A discussão começou nas escolas. Fomos às escolas saber o que os estudantes pretendiam para a passeata do dia 1º de abril, e nos surpreendermos em ver algo que há muito tempo nos não víamos no Rio de Janeiro: os cartazes das entidades oficias que defendiam a reforma universitária foram arrancados e durante as plenárias foram rasgados sob calorosos aplausos.

No dia 1º de abril, a manifestação da Une/Ubes/Ames rachou o movimento, saindo uma hora antes, com apenas uns 600 estudantes. Logo depois saiu à passeata dos movimentos independentes com mais de 1500 estudantes. Esta passeata foi marcada por intervenções contra a política do governo, apontando o caminho da luta para derrotar sua política.

Perto do final do ato na Cinelândia, (local tradicional de concentrações das passeatas), abriram-se intervenções no carro de som. Os oportunistas tentavam monopolizar, mas sem muito sucesso, e quando um companheiro que estuda no colégio Herbert de Sousa foi intervir, denunciando a prática das entidades, denunciando o caráter das entidades, chamando contra a reforma, contra o governo, contra a ALCA, a sua intervenção era reconhecida pelos estudantes (não por acaso pois esta discussão foi feita nas escolas), a diretoria da Ubes representada na figura do seu presidente, o “Gavião”, não contente em trair a luta em Salvador, resolveu vim prejudicar os estudantes do Rio de Janeiro. Tomou o microfone da mão do nosso companheiro, agredindo-o companheiro. Foi amplamente repudiado pela massa de estudantes ali presentes, e teve que fugir correndo da passeata para não apanhar da massa de estudantes que estava ali e não o reconheciam, nem sua política e nem sua entidade governista.

Este foi um processo importante para os estudantes compreenderem que não dava pra ter qualquer confiança nessas entidades.
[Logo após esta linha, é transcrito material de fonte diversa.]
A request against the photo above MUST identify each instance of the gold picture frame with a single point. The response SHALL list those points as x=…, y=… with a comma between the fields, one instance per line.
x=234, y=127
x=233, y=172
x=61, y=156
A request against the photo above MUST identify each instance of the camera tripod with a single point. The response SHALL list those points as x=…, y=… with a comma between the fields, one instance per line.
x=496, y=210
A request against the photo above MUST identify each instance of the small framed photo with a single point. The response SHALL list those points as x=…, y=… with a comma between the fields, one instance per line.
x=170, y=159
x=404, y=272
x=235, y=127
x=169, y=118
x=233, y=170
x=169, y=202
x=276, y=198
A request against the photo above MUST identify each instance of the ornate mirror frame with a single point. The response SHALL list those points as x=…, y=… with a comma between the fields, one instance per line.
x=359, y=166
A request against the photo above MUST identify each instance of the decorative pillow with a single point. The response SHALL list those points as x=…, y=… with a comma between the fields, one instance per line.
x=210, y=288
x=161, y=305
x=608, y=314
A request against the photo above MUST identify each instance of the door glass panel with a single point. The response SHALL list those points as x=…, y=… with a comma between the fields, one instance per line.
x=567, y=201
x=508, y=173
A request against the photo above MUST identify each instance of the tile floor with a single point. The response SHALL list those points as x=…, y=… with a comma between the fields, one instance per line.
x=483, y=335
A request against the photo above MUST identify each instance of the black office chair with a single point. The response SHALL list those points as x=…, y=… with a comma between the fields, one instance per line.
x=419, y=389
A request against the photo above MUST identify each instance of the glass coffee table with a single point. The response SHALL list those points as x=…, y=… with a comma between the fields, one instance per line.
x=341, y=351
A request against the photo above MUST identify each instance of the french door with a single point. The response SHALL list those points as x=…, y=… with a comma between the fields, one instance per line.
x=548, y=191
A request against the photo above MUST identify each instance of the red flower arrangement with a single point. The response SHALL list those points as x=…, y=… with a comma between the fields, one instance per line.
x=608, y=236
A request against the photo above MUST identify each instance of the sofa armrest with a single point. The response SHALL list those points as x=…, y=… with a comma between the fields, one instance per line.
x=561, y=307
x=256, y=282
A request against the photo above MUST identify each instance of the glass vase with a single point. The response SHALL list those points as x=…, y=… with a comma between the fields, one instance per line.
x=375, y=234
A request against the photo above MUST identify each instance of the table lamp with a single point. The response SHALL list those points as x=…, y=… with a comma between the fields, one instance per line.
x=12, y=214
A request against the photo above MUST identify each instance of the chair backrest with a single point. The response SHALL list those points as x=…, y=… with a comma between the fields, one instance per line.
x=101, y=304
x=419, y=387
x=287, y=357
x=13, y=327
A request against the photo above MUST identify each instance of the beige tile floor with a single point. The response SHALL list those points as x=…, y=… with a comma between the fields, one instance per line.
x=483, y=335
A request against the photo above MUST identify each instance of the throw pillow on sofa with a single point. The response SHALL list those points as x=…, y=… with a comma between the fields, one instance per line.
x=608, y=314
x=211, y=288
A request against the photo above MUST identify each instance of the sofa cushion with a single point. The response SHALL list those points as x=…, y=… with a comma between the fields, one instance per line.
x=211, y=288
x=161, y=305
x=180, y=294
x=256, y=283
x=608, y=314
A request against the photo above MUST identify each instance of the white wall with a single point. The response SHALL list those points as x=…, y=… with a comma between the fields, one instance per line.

Que o mais importante é estar tocando a luta por fora dessas entidades governistas para garantir, não parcialmente mas plenamente, o passe livre, ser contra o governo federal, estadual e municipal, contra a “reforma” e contra a ALCA.

Um outro companheiro completa dizendo: o novo esta nascendo no Brasil inteiro, Salvador, BH, Rio de Janeiro, Fortaleza. Os estudantes não podem ter medo de estar construindo o novo. E se o novo movimento estudantil está surgindo e o velho movimento caduco, governista burocratizado eleitoreiro. Se nega a morrer de forma definitiva, é tarefa de cada estudante que quer construir uma nova sociedade, jogar a última pá de cal para sepultá-lo, pois o novo sempre prevalece sobre o velho.

Alerta, alerta nacional: Os estudantes gritam passe-livre integral!